Per dire, l'elettore è già demotivato di suo, se poi lo si accusa d'essere ignorante, ovvero di votare di pancia come ha fatto Carlo Calenda, si capisce che alle prossime elezioni l'astensionismo toccherà di nuovo il minimo storico:
"È la maledizione italiana: si vota per appartenenza. Sono di destra voto la destra, sono di sinistra voto la sinistra, prescindendo dal candidato e dalla qualità delle sue proposte. E poi mi lamento di chi governa".

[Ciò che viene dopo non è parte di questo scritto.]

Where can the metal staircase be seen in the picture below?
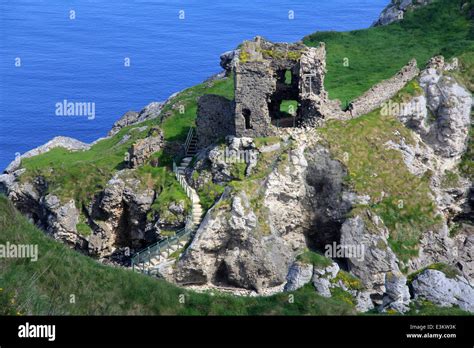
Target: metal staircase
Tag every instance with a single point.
(149, 259)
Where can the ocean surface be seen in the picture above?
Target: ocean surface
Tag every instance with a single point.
(123, 54)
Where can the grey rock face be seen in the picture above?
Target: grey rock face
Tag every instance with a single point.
(379, 93)
(120, 215)
(322, 279)
(142, 149)
(227, 251)
(451, 105)
(62, 220)
(215, 119)
(396, 10)
(298, 276)
(434, 286)
(329, 199)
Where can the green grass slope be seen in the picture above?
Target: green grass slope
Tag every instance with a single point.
(375, 54)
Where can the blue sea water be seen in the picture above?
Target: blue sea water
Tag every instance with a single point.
(75, 50)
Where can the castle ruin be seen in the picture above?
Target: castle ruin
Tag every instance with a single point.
(281, 85)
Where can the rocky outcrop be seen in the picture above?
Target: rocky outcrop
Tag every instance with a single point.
(228, 60)
(227, 251)
(142, 149)
(378, 259)
(151, 111)
(396, 10)
(119, 215)
(67, 143)
(451, 105)
(436, 287)
(298, 276)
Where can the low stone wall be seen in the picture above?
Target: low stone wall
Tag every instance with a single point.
(374, 97)
(215, 119)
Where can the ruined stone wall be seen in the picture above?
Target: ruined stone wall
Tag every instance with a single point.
(254, 84)
(215, 119)
(374, 97)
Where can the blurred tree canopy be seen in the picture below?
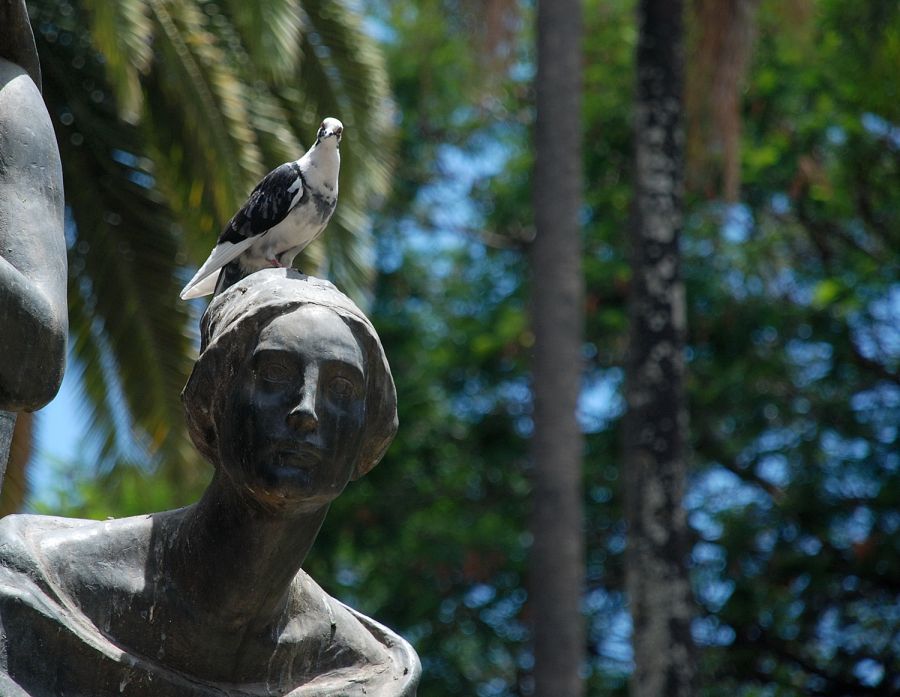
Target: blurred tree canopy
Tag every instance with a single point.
(793, 359)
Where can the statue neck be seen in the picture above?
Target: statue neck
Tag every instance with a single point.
(234, 561)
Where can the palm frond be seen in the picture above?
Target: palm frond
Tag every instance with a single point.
(122, 32)
(270, 31)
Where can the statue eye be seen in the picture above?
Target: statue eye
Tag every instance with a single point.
(274, 372)
(340, 387)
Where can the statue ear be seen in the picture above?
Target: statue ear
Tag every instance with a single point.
(200, 397)
(381, 408)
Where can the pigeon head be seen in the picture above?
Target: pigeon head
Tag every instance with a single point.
(330, 128)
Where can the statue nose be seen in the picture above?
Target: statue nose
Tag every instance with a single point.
(303, 416)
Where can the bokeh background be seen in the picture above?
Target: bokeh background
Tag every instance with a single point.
(168, 111)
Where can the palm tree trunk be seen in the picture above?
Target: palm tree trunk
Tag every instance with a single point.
(656, 422)
(557, 555)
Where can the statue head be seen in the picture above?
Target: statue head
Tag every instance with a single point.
(292, 392)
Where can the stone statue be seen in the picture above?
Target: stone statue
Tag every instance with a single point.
(33, 315)
(290, 398)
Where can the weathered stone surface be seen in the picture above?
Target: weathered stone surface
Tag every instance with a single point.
(290, 399)
(33, 315)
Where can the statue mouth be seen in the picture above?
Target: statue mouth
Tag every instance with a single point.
(297, 458)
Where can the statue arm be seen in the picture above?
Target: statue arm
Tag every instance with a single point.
(33, 312)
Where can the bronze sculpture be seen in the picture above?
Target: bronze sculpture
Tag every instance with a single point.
(290, 398)
(33, 314)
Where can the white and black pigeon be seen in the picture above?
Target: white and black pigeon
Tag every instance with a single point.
(286, 211)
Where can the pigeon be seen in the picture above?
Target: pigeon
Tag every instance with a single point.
(286, 211)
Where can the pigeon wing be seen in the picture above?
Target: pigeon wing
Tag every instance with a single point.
(268, 204)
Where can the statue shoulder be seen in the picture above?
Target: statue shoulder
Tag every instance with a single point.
(355, 650)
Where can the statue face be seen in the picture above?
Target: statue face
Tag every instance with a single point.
(294, 421)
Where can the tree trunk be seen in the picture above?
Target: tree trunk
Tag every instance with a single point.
(557, 556)
(656, 423)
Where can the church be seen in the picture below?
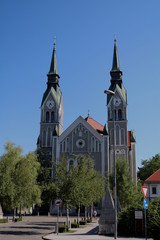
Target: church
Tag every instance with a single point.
(86, 135)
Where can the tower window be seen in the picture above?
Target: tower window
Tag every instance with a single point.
(154, 190)
(47, 116)
(119, 114)
(52, 116)
(71, 164)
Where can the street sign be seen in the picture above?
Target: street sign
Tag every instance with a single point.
(138, 214)
(57, 202)
(145, 191)
(145, 204)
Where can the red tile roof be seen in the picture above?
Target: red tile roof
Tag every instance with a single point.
(96, 125)
(155, 177)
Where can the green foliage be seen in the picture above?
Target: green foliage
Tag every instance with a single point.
(74, 225)
(126, 188)
(149, 167)
(126, 221)
(82, 222)
(18, 219)
(153, 219)
(79, 185)
(4, 220)
(45, 181)
(89, 184)
(18, 174)
(62, 228)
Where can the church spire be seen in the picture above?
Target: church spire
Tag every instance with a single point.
(53, 67)
(53, 76)
(115, 64)
(115, 72)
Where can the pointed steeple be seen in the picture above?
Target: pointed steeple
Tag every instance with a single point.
(53, 76)
(115, 64)
(115, 72)
(53, 67)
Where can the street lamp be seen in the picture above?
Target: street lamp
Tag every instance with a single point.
(109, 92)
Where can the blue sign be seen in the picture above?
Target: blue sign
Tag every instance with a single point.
(145, 204)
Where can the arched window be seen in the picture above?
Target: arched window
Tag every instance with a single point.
(117, 135)
(111, 136)
(122, 137)
(71, 164)
(48, 137)
(119, 114)
(52, 116)
(47, 116)
(44, 138)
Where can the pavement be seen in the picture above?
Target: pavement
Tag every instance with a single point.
(89, 232)
(43, 227)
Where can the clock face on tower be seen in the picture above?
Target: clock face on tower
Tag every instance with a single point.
(50, 104)
(117, 101)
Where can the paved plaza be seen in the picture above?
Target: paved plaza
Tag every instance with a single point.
(43, 227)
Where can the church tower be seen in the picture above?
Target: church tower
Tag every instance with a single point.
(51, 123)
(117, 112)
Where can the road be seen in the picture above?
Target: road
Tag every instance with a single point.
(31, 228)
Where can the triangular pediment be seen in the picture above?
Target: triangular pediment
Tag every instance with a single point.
(51, 94)
(75, 124)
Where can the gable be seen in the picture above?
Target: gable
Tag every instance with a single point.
(76, 125)
(51, 94)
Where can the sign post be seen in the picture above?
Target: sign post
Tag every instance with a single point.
(57, 203)
(145, 206)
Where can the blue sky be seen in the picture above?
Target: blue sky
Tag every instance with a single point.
(84, 33)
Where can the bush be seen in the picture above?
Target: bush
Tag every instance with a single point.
(74, 225)
(4, 220)
(18, 219)
(89, 220)
(153, 219)
(82, 222)
(62, 228)
(126, 223)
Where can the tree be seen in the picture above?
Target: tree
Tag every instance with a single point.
(149, 167)
(18, 174)
(79, 185)
(126, 188)
(90, 185)
(153, 219)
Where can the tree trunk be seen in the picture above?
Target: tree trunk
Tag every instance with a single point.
(67, 217)
(91, 211)
(85, 215)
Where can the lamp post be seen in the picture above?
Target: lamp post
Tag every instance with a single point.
(109, 92)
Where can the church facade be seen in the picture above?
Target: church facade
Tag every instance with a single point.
(86, 135)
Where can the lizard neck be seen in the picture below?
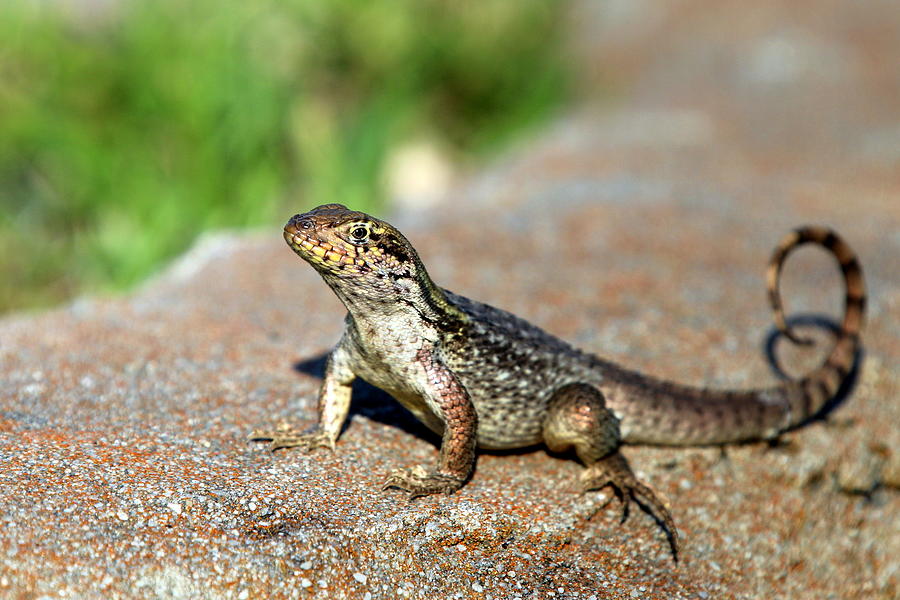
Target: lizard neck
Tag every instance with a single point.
(408, 294)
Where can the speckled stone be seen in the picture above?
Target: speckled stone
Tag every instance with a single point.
(638, 230)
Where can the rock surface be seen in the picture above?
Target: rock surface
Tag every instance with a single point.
(637, 229)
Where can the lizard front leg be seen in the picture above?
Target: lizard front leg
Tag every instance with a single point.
(334, 404)
(577, 417)
(446, 396)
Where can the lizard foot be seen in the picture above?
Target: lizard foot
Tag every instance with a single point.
(285, 437)
(419, 482)
(613, 470)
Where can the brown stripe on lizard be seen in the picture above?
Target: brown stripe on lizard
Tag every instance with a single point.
(482, 377)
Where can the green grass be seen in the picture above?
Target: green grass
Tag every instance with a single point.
(124, 135)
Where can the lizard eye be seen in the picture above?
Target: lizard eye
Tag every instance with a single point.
(359, 234)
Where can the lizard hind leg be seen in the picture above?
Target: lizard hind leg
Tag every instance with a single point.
(577, 418)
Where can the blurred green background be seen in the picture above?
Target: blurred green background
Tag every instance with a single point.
(128, 129)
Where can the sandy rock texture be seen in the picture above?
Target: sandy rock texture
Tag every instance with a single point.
(637, 228)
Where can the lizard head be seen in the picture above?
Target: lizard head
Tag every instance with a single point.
(345, 244)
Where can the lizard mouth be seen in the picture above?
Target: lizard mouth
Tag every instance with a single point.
(318, 251)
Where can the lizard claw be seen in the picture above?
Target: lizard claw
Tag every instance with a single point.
(614, 471)
(289, 438)
(419, 482)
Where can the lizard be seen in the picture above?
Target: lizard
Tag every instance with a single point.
(481, 377)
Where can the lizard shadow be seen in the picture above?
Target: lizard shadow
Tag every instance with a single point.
(828, 324)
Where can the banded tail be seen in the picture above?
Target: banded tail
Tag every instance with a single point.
(807, 396)
(674, 414)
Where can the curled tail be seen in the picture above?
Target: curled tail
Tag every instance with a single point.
(672, 414)
(806, 396)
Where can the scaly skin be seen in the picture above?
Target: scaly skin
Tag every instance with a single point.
(480, 376)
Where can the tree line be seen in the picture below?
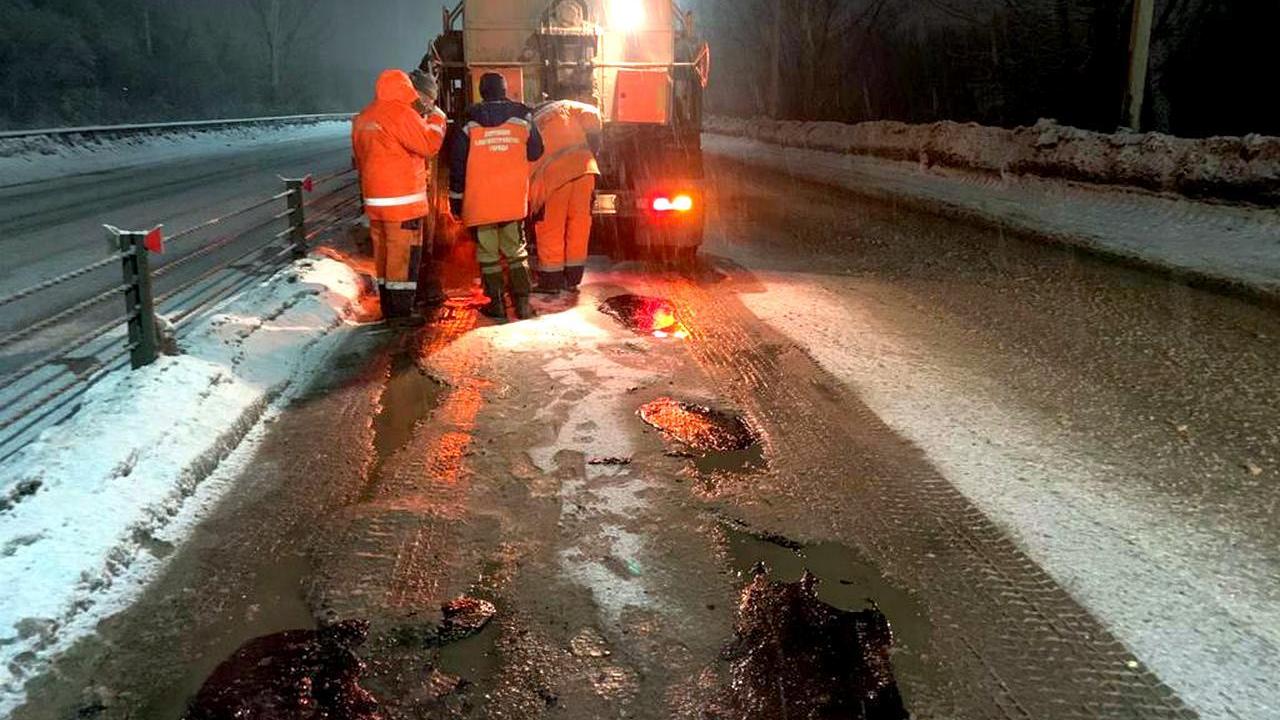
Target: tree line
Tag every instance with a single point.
(995, 62)
(100, 62)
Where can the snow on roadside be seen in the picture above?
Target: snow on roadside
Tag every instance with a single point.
(1184, 598)
(110, 487)
(41, 158)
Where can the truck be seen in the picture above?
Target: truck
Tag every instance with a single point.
(645, 69)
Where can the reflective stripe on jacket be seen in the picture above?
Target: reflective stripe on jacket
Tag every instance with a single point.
(571, 133)
(392, 144)
(490, 162)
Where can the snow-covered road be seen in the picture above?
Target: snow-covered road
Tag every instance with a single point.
(55, 199)
(1054, 475)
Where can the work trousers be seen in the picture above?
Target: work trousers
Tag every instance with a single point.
(498, 242)
(565, 232)
(397, 253)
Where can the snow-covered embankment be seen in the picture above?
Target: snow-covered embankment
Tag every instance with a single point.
(1198, 208)
(92, 507)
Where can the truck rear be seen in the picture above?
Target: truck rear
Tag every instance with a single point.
(641, 64)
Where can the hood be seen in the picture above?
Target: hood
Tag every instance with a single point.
(394, 86)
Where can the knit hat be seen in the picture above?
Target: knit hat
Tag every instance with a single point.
(493, 86)
(424, 83)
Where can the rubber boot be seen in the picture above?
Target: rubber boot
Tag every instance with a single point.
(493, 288)
(521, 285)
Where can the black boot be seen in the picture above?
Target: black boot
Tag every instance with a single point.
(574, 277)
(549, 282)
(521, 285)
(493, 288)
(430, 294)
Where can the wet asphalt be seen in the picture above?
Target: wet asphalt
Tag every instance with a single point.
(652, 564)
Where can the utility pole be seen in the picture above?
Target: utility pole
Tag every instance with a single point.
(776, 80)
(1139, 58)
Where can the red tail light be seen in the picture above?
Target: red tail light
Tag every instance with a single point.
(672, 204)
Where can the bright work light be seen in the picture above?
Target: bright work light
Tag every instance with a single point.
(626, 14)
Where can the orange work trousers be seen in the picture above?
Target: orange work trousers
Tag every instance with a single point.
(397, 253)
(397, 249)
(565, 229)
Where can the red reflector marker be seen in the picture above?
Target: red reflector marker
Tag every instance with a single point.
(154, 240)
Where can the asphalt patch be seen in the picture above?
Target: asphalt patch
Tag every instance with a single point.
(816, 630)
(291, 675)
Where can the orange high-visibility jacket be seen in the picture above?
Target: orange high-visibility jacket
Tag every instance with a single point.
(567, 128)
(392, 144)
(497, 188)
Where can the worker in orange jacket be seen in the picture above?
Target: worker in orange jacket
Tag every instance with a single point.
(392, 140)
(489, 165)
(561, 191)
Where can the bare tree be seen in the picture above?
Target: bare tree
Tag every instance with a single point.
(282, 23)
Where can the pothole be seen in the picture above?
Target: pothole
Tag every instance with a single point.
(822, 628)
(645, 315)
(411, 395)
(698, 427)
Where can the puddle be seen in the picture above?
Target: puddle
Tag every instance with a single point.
(295, 674)
(411, 395)
(821, 623)
(274, 605)
(645, 315)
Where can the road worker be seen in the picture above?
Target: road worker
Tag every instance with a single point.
(561, 190)
(392, 141)
(489, 164)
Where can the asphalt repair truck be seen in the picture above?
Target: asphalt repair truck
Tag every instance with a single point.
(645, 68)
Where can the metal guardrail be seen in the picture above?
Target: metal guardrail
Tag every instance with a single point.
(46, 388)
(172, 126)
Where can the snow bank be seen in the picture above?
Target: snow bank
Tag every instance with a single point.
(1226, 168)
(105, 491)
(46, 156)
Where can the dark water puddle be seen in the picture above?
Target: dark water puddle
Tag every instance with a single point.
(474, 659)
(297, 674)
(644, 314)
(411, 395)
(822, 625)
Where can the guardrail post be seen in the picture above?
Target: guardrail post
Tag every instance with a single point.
(138, 300)
(297, 215)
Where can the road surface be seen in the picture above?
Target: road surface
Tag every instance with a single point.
(54, 226)
(1054, 477)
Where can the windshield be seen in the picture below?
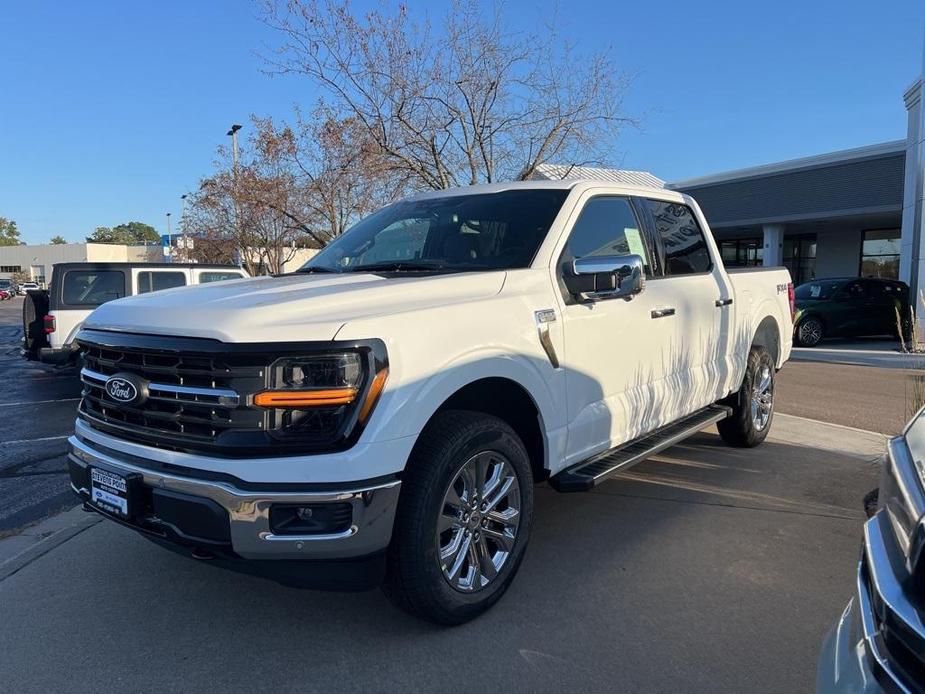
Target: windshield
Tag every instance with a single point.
(486, 231)
(824, 289)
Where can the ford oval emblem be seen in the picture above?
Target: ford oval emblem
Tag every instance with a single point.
(123, 389)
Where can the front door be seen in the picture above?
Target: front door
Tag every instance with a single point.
(614, 349)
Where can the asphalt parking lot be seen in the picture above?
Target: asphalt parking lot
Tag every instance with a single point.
(37, 404)
(703, 569)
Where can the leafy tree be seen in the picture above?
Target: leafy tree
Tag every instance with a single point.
(130, 233)
(9, 233)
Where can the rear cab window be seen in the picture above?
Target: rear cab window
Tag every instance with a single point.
(155, 280)
(86, 288)
(206, 276)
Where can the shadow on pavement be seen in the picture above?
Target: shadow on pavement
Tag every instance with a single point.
(703, 569)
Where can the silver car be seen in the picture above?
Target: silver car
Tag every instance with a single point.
(878, 643)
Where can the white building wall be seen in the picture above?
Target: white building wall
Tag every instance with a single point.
(910, 245)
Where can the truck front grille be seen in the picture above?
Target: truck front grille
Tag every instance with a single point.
(195, 401)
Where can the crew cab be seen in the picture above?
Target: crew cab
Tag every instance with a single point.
(381, 415)
(51, 319)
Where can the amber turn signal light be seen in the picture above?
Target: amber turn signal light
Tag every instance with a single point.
(306, 398)
(375, 389)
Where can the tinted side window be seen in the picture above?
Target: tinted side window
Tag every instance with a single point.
(218, 276)
(155, 281)
(606, 226)
(686, 250)
(92, 287)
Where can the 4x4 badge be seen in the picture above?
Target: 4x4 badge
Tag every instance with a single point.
(126, 389)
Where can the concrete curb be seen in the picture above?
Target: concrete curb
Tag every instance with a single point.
(20, 550)
(837, 438)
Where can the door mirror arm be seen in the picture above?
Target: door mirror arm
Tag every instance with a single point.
(596, 278)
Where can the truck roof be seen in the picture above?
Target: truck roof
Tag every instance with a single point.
(564, 184)
(119, 265)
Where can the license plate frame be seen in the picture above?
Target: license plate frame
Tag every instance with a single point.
(112, 492)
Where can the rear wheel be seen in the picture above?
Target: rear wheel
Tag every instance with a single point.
(753, 404)
(810, 332)
(464, 518)
(34, 309)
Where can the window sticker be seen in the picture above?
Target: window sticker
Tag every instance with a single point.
(634, 241)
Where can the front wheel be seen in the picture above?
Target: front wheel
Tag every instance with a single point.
(753, 404)
(464, 518)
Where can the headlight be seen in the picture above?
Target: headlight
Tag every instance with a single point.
(323, 397)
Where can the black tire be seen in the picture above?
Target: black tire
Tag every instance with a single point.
(741, 429)
(809, 332)
(34, 309)
(415, 580)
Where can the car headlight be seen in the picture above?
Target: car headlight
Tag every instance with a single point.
(323, 397)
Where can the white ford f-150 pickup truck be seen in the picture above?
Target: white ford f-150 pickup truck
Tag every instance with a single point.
(382, 415)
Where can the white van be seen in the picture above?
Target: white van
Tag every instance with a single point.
(52, 318)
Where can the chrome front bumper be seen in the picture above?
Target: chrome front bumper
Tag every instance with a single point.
(855, 656)
(373, 508)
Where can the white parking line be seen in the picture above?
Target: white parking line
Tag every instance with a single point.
(46, 438)
(36, 402)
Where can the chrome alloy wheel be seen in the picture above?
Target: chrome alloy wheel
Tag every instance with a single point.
(762, 398)
(478, 522)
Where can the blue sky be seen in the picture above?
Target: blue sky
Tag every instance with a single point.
(112, 110)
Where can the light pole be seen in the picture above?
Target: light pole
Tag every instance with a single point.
(183, 225)
(233, 133)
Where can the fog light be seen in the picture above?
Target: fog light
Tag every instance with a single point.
(310, 519)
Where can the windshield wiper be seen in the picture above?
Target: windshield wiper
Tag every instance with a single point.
(397, 266)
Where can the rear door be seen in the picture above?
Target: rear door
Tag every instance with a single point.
(76, 291)
(206, 275)
(851, 310)
(701, 327)
(154, 279)
(884, 308)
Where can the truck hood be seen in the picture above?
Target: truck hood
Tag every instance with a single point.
(288, 308)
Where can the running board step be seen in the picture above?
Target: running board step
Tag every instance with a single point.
(588, 473)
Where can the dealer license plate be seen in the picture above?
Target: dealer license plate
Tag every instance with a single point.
(109, 492)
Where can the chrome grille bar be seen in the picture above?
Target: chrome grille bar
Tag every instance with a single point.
(188, 394)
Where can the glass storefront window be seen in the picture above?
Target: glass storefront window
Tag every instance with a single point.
(880, 253)
(800, 257)
(742, 252)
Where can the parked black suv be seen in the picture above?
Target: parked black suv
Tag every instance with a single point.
(849, 307)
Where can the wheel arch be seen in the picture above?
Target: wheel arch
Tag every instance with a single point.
(768, 335)
(508, 400)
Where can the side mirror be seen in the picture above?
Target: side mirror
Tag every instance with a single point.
(595, 278)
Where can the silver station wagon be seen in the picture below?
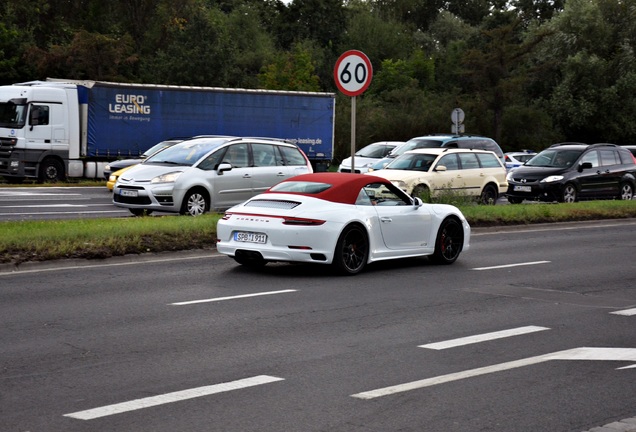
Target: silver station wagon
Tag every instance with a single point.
(211, 173)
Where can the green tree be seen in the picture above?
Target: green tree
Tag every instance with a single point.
(590, 90)
(291, 71)
(9, 55)
(496, 67)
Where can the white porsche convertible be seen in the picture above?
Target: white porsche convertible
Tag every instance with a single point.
(348, 220)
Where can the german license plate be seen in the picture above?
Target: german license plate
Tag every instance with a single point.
(126, 192)
(250, 237)
(523, 189)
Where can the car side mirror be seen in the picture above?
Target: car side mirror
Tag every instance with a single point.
(223, 167)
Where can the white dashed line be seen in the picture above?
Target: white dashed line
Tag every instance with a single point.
(626, 312)
(511, 265)
(231, 298)
(483, 337)
(171, 397)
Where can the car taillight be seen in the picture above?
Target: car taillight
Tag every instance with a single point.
(302, 221)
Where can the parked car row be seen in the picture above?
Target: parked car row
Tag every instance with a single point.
(207, 173)
(192, 176)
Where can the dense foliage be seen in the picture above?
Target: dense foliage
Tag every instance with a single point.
(526, 72)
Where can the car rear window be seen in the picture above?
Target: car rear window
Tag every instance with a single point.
(488, 160)
(292, 155)
(301, 187)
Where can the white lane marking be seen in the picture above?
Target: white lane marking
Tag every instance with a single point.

Ma non è vero che l'italiano vota per appartenenza. Da Matteo Renzi in poi i ribaltoni si sono susseguiti, anche solo a livello di consensi fuori dalle urne, senza soluzione di continuità: dopo la parentesi gloriosa del "Giglio Magico", ci sono stati il Movimento 5 Stelle, la Lega di Matteo Salvini, Mario Draghi e ora Fratelli d'Italia, un ondivagare che con ogni evidenza non è indice di affiliazione ma anelito sacrosanto al cambiamento quando la parte politica prescelta delude le aspettative. Lasciando Calenda al suo destino, sarebbe ora che tutti i bastonati prendessero coscienza di non essere più in grado di regalare al loro elettorato un sogno che scacci il timore di riconoscersi in una consuetudine che sa di naftalina.